Sahara Medias -- Les autorités sénégalaises ont renforcé leur présence sécuritaire dans la région de Saray, au sud-est du pays, en inaugurant trois nouveaux postes d’appui relevant de la Force d’intervention rapide de surveillance et d’intervention dans la région du Sahel, dans le cadre de l’extension du déploiement militaire et sécuritaire dans les zones frontalières orientales.
Les installations ont été inaugurées dans la région de Kédougou, en présence de hauts responsables civils et militaires, dont le commandant des forces armées sénégalaises, le gouverneur de Kédougou et des responsables de la gendarmerie nationale, ainsi que de l’ambassadeur de l’Union européenne, partenaire du programme de soutien au renforcement de la sécurité.

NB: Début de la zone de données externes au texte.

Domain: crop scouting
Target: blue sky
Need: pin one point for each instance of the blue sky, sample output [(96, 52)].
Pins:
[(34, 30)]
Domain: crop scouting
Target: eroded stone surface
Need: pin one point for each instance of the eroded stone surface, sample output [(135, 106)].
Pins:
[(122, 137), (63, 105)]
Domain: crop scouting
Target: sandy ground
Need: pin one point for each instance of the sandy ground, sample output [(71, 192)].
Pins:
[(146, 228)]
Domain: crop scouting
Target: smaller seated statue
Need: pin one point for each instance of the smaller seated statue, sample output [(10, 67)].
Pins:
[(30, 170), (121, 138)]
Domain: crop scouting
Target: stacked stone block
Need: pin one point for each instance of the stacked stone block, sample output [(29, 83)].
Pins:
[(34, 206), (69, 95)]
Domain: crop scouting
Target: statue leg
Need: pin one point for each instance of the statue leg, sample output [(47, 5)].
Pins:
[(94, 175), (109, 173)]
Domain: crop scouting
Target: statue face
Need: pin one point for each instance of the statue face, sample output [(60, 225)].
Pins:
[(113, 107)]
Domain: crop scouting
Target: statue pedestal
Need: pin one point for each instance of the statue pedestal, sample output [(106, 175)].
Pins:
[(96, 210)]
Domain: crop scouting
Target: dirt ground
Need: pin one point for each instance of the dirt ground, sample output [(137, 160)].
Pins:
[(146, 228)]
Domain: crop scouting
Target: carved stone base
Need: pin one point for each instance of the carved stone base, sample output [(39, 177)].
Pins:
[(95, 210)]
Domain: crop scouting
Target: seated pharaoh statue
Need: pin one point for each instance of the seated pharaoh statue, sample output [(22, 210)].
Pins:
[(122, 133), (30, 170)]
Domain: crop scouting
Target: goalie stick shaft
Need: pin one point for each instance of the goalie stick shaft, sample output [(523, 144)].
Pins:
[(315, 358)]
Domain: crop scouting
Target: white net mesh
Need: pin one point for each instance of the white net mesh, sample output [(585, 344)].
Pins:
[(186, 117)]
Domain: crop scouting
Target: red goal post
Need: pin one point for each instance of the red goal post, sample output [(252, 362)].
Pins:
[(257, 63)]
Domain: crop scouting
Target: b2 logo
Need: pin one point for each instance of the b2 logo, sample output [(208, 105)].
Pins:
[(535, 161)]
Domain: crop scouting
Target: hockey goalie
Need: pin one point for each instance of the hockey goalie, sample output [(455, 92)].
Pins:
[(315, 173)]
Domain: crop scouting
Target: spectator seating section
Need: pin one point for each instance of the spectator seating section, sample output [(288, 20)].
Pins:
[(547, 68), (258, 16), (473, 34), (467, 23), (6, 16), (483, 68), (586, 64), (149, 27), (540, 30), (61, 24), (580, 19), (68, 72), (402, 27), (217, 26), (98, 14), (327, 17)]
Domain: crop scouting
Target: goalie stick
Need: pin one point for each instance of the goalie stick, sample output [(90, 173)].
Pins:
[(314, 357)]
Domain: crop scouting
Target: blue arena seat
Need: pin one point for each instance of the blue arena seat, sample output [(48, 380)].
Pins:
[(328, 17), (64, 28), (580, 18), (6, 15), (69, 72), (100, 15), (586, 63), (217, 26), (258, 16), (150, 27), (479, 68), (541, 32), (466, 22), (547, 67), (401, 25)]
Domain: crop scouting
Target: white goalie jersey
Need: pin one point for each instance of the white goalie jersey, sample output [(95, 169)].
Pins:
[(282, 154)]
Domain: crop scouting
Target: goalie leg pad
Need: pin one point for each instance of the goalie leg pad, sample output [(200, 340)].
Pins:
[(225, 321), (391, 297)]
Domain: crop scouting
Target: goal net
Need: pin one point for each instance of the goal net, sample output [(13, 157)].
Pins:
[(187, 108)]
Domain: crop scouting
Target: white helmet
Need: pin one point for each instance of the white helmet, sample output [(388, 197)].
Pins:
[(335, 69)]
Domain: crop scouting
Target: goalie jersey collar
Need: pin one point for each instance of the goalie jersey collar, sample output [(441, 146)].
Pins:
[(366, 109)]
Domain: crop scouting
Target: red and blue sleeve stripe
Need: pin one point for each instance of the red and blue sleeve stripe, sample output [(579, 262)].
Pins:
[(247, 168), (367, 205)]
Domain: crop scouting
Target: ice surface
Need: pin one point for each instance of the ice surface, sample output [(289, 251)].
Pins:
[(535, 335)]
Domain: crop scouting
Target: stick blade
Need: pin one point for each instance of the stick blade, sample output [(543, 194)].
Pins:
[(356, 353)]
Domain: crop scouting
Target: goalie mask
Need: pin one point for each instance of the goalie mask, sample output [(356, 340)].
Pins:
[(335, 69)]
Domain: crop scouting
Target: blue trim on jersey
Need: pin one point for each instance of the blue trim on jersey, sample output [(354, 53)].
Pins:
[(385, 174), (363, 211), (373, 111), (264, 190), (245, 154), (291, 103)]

Ces postes s’inscrivent dans le cadre du renforcement du déploiement de la Force d’intervention rapide de surveillance et d’intervention dans la région du Sahel, une zone considérée comme l’une des plus stratégiques sur le plan sécuritaire dans l’est du Sénégal, après la création d’unités similaires à Kédougou et à Saray en 2025.
Cette évolution s’inscrit dans un contexte régional marqué par la détérioration de la situation sécuritaire dans le sud et l’ouest du Mali, où des militants liés au groupe « Al-Nousra al-Islam wa al-Muslimin », affilié à Al-Qaïda, intensifient leurs activités dans des zones proches de la frontière sénégalaise, notamment dans la région de Kayes, avec des attaques enregistrées en 2025 dans les environs de Dibouli, près de la frontière avec le Sénégal.

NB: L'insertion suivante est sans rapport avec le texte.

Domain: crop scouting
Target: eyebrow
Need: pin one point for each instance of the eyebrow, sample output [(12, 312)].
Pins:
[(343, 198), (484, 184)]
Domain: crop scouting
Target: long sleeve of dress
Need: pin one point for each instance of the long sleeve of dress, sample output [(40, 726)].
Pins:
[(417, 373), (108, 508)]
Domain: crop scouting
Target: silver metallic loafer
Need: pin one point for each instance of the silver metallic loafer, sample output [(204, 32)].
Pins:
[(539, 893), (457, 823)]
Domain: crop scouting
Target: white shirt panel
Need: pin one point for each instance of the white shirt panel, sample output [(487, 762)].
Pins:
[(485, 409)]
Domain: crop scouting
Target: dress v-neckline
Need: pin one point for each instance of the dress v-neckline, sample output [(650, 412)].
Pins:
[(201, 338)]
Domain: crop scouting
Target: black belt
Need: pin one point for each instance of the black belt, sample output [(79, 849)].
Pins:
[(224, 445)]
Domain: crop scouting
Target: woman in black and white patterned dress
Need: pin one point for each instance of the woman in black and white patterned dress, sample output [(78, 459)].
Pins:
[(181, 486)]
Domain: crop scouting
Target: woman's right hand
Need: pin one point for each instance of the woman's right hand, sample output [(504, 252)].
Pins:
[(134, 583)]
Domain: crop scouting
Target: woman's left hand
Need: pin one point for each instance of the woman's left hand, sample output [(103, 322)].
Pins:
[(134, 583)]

Selon des analyses sécuritaires, ces groupes ne disposent pas de capacités de déploiement direct sur le territoire sénégalais, mais leurs mouvements à proximité de la frontière augmentent le niveau de risque sécuritaire et imposent un renforcement de la surveillance dans les régions orientales, notamment à Bikel et à Tambacounda.

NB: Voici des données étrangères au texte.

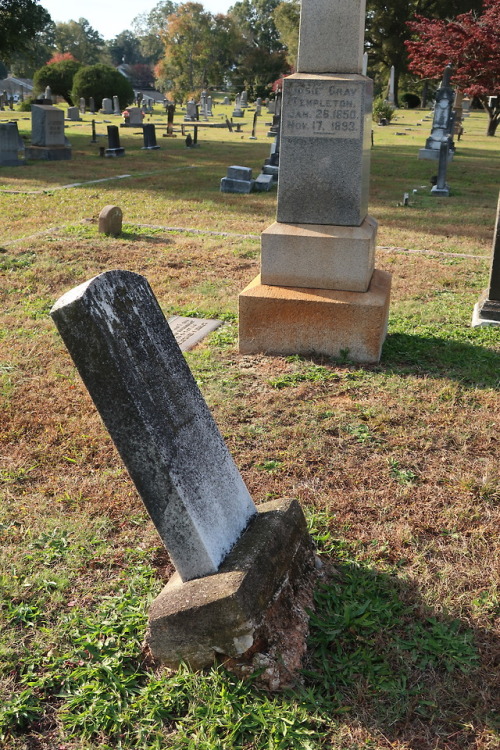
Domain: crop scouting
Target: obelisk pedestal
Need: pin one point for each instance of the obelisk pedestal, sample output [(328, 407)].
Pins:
[(318, 292)]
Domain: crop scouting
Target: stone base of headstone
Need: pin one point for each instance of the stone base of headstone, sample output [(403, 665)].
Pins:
[(264, 183), (48, 153), (486, 312), (294, 320), (252, 613), (319, 256), (433, 154), (112, 152)]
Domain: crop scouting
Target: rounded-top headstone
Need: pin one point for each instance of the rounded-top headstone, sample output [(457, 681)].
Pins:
[(110, 221)]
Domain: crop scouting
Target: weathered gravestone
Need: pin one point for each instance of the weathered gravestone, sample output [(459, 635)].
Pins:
[(319, 291), (110, 221), (47, 134), (73, 114), (233, 561), (442, 123), (487, 310), (107, 107), (11, 144), (114, 148), (149, 135)]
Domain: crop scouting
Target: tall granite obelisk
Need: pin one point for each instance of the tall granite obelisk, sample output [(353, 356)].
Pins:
[(318, 291)]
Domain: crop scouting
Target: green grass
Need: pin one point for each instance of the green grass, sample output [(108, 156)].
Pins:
[(395, 464)]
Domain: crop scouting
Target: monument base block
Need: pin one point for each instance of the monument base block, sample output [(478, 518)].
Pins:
[(292, 320), (319, 256), (252, 612), (48, 153)]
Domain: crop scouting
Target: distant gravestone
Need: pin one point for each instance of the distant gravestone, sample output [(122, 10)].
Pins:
[(114, 147), (10, 145), (110, 221), (148, 399), (134, 117), (487, 310), (73, 114), (442, 123), (48, 141), (107, 107), (149, 135), (237, 180)]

Parallèlement aux menaces liées aux groupes armés, les zones frontalières connaissent une hausse de la criminalité locale, notamment des vols à main armée et des vols de bétail, ainsi que des difficultés économiques et sociales cumulées qui accentuent le sentiment d’isolement des populations rurales.
Des rapports de recherche, dont une étude publiée par le centre « Megatrends Africa », indiquent également que ces régions sont confrontées à une fragilité multidimensionnelle qui inclut la faiblesse des infrastructures, la pression sur les ressources naturelles et l’augmentation des risques environnementaux.
Dans la région de Bakel, les défis environnementaux liés à la pollution du fleuve Falimé, résultant des activités minières traditionnelles et semi-industrielles, se sont aggravés, affectant l’agriculture, la pêche et l’élevage dans la région.
Les autorités ont déclaré que ces nouveaux postes de soutien permettront d’accélérer les interventions sur le terrain, d’améliorer la surveillance des frontières et de rapprocher les services de sécurité de la population, dans le cadre d’une stratégie plus large visant à renforcer la stabilité dans l’est du pays.